These are the amenities of electioneering; but a man who enters on a political campaign expecting fair treatment from his opponents is indeed walking in a vain shadow. The ordinary rules of fairplay and straightforward conduct are forgotten at an election. In a political contest people say and do a great many things of which in every-day life they would be heartily ashamed. An election-agent of the old school once said to me in the confidence of after-dinner claret, "For my own part, when I go into a fight, I go in to win, and I'm not particular to a shade or two." All this is the common form of electioneering, but in one respect I think my experience rather unusual. I have been all my life as keen a Churchman as I am a Liberal, and some of my closest friends are clergymen. I never found that the Nonconformists were the least unfriendly to me on this account. They had their own convictions, and they respected mine; and we could work together in perfect concord for the causes of Humanity and Freedom. But the most unscrupulous opponents whom I have ever encountered have been the parochial clergy of the Church to which I belong, and the bands of "workers" whom they direct. Tennyson once depicted a clergyman who—
"From a throne
Mounted in heaven should shoot into the dark
Arrows of lightnings,"
and graciously added that he "would stand and mark." But, when the Vicar from his pulpit-throne launches barbed sayings about "those who would convert our schools into seminaries of Atheism or Socialism, and would degrade this hallowed edifice into a Lecture-Hall—nay, a Music-Hall," then the Liberal candidate, constrained to "sit and mark" these bolts aimed at his cause, is tempted to a breach of charity. The Vicar's "workers" follow suit, but descend a little further into personalities. "You know that the Radical Candidate arrived drunk at one of his meetings? He had to be lifted out of the carriage, and kept in the Committee Room till he was sober. Shocking, isn't it? and then such shameful hypocrisy to talk about Local Option! But can you wonder? You know he's an atheist? Oh yes, I know he goes to Church, but that's all a blind. His one object is to do away with Religion. Yes, they do say he has been in the Divorce Court, but I should not like to say I know it, though I quite believe it. His great friend, Mr. Comus, certainly was, and Mr. Quickly only got off by paying an immense sum in hush-money. They're all tarred with the same brush, and it really is a religious duty to keep them out of Parliament."

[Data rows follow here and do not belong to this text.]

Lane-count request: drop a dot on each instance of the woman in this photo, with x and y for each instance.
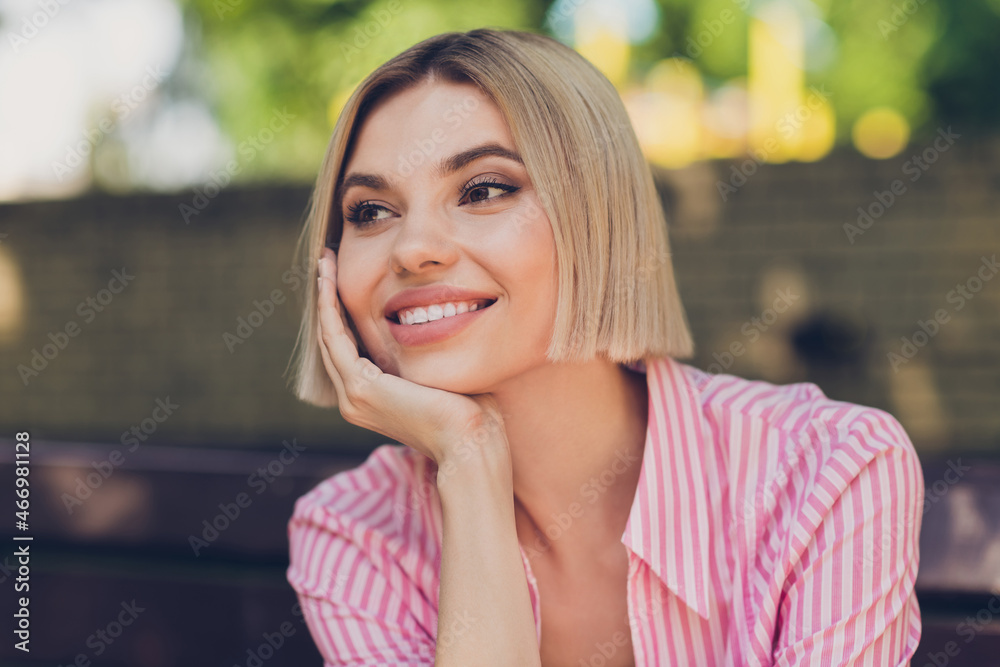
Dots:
(502, 303)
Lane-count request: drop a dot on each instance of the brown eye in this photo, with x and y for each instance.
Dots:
(479, 191)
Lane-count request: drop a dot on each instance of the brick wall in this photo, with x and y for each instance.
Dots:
(748, 241)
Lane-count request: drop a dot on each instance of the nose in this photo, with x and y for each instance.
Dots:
(424, 241)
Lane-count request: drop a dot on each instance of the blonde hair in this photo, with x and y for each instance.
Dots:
(616, 290)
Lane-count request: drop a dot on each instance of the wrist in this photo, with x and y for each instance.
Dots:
(477, 462)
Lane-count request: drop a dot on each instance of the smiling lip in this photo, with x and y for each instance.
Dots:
(430, 294)
(432, 332)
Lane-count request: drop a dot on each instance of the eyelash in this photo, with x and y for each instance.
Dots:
(354, 210)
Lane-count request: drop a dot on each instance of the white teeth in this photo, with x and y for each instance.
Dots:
(437, 311)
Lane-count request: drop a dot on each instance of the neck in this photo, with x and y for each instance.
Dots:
(576, 433)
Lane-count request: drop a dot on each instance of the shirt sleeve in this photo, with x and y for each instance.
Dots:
(850, 598)
(353, 600)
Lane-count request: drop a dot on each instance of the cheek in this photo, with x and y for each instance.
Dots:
(353, 286)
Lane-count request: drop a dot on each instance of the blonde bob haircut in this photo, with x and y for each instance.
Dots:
(616, 290)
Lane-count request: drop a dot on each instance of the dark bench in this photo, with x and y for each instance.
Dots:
(138, 575)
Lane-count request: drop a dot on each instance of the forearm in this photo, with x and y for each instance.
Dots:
(484, 615)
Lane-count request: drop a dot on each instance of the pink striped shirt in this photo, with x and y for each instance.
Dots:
(771, 525)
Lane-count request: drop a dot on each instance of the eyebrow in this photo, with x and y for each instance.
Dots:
(444, 168)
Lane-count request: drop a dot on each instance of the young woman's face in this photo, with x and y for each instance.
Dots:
(435, 197)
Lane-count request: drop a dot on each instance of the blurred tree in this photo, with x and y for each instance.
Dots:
(933, 61)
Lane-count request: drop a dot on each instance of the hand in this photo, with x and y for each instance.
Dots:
(440, 424)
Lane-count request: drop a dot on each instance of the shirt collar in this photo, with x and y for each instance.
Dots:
(669, 524)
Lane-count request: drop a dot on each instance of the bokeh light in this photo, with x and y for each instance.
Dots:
(881, 133)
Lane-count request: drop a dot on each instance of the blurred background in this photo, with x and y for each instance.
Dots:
(831, 175)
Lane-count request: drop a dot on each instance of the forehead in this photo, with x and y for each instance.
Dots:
(418, 126)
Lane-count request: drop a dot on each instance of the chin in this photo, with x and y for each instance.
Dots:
(450, 375)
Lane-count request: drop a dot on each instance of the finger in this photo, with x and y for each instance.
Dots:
(343, 350)
(331, 370)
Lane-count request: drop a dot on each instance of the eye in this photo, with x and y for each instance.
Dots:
(362, 214)
(478, 190)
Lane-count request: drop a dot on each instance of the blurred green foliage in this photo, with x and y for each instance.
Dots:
(935, 61)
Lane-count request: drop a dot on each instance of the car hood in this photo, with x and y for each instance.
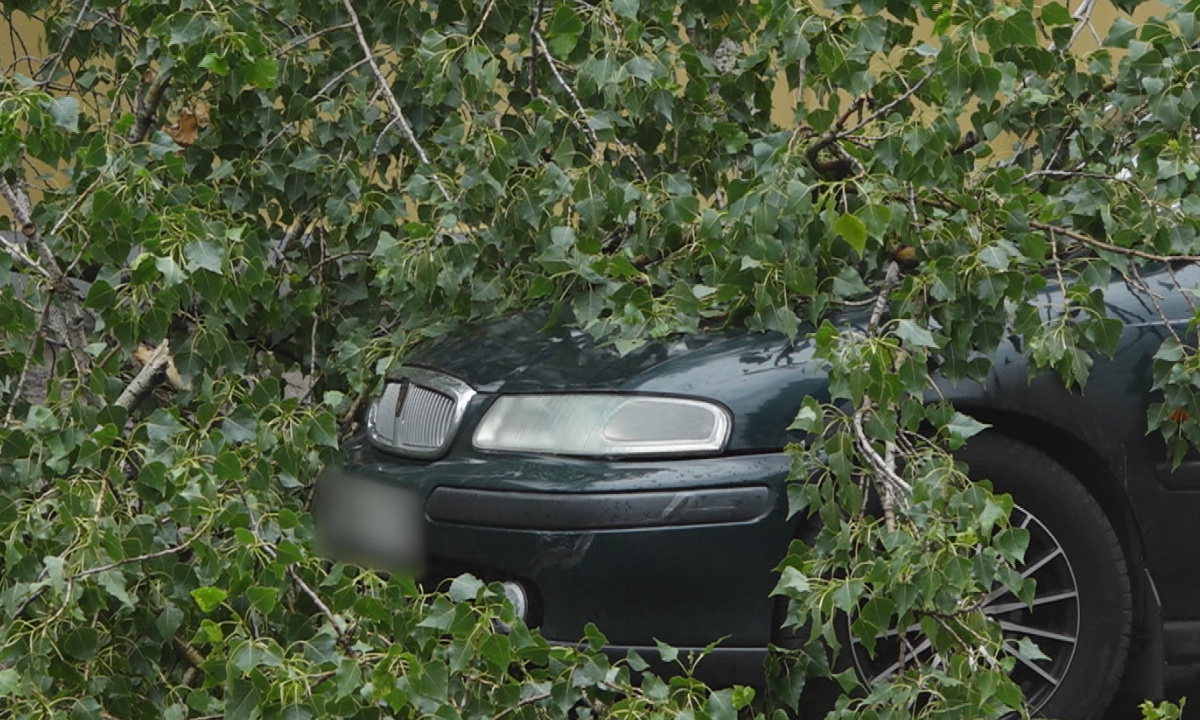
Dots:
(761, 377)
(531, 353)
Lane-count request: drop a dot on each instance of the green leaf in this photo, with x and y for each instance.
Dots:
(323, 430)
(625, 9)
(465, 587)
(965, 426)
(168, 622)
(564, 30)
(161, 426)
(240, 426)
(204, 255)
(262, 72)
(215, 64)
(666, 653)
(597, 640)
(65, 113)
(241, 700)
(792, 583)
(209, 598)
(852, 231)
(913, 335)
(263, 598)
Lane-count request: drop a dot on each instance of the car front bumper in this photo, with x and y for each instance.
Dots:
(679, 551)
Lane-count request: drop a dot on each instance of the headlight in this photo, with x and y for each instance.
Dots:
(604, 425)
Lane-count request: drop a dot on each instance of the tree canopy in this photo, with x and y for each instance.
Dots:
(227, 221)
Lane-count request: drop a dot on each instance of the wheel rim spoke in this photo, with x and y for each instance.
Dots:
(1038, 600)
(891, 670)
(1054, 613)
(1032, 666)
(1036, 631)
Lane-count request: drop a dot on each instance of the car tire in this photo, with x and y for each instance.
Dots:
(1062, 519)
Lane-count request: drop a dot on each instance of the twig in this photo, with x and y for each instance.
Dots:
(52, 65)
(838, 130)
(340, 76)
(18, 253)
(583, 113)
(405, 127)
(147, 378)
(29, 359)
(46, 264)
(310, 37)
(483, 18)
(1084, 239)
(141, 558)
(336, 624)
(881, 301)
(1083, 17)
(148, 107)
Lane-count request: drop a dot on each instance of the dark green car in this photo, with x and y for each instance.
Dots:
(646, 492)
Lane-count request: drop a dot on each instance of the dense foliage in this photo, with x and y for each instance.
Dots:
(228, 220)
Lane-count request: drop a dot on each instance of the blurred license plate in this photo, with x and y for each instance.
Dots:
(367, 522)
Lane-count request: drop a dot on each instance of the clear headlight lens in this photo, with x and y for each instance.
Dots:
(603, 425)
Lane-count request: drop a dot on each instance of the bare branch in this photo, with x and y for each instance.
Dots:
(310, 37)
(581, 109)
(19, 255)
(141, 558)
(881, 301)
(405, 127)
(29, 361)
(53, 63)
(838, 130)
(147, 378)
(148, 107)
(340, 76)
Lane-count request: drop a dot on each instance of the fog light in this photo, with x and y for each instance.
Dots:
(519, 599)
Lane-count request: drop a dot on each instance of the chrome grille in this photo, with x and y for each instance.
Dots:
(419, 413)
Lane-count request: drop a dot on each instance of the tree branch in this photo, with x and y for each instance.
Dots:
(405, 127)
(53, 63)
(310, 37)
(583, 113)
(148, 107)
(147, 378)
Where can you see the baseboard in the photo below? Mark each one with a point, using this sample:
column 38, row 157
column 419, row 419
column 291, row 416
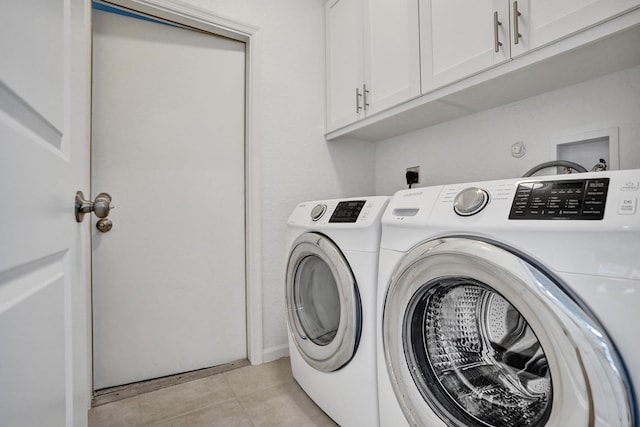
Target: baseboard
column 274, row 353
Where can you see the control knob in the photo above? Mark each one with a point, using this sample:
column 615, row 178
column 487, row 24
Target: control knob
column 470, row 201
column 317, row 211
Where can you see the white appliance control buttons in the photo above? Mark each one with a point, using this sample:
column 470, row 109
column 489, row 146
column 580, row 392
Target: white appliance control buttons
column 318, row 211
column 470, row 201
column 628, row 206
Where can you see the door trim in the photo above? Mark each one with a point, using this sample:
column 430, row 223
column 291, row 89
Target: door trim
column 206, row 21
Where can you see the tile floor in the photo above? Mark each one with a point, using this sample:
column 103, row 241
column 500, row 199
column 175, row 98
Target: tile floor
column 252, row 396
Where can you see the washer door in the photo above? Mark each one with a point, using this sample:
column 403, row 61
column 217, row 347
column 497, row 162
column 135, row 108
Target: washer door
column 475, row 335
column 323, row 303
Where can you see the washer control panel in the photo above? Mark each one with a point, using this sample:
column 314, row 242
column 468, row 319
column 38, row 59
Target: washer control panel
column 347, row 211
column 576, row 199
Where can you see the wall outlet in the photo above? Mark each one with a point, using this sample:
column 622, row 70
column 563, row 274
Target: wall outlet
column 413, row 175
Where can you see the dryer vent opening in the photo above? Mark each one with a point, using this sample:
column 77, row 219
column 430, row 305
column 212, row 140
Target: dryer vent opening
column 477, row 361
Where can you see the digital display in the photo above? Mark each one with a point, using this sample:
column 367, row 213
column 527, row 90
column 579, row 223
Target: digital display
column 347, row 211
column 581, row 199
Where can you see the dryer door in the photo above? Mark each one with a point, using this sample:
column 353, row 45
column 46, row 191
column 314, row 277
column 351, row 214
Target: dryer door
column 475, row 335
column 323, row 303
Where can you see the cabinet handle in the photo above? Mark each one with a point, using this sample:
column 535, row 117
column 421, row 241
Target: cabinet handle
column 365, row 91
column 516, row 31
column 496, row 24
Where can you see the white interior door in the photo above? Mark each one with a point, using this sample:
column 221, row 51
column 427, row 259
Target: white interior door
column 44, row 252
column 168, row 145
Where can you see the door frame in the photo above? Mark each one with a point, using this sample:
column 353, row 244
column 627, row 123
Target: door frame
column 204, row 20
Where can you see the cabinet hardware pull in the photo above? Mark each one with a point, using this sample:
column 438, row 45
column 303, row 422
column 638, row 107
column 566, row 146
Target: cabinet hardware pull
column 516, row 31
column 496, row 24
column 365, row 92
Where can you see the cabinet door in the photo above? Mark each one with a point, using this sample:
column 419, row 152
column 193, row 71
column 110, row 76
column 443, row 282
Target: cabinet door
column 392, row 52
column 459, row 38
column 543, row 21
column 344, row 61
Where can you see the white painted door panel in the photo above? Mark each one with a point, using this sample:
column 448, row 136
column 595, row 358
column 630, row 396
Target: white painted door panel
column 44, row 252
column 344, row 44
column 168, row 145
column 458, row 39
column 391, row 53
column 544, row 21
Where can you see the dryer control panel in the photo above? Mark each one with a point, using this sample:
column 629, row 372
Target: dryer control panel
column 347, row 211
column 576, row 199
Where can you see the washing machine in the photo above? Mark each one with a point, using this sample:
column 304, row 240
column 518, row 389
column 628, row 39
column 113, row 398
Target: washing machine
column 331, row 291
column 511, row 303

Such I have observed to be the attitude of parochial clergy and church-workers towards Liberal candidates.
"They said their duty both to man and God
Required such conduct—which seemed very odd."
I suppose they would have justified it by that zeal for Established Churches and Sectarian Schools which, if it does not actually "eat up" its votaries, certainly destroys their sense of proportion and perspective.[29]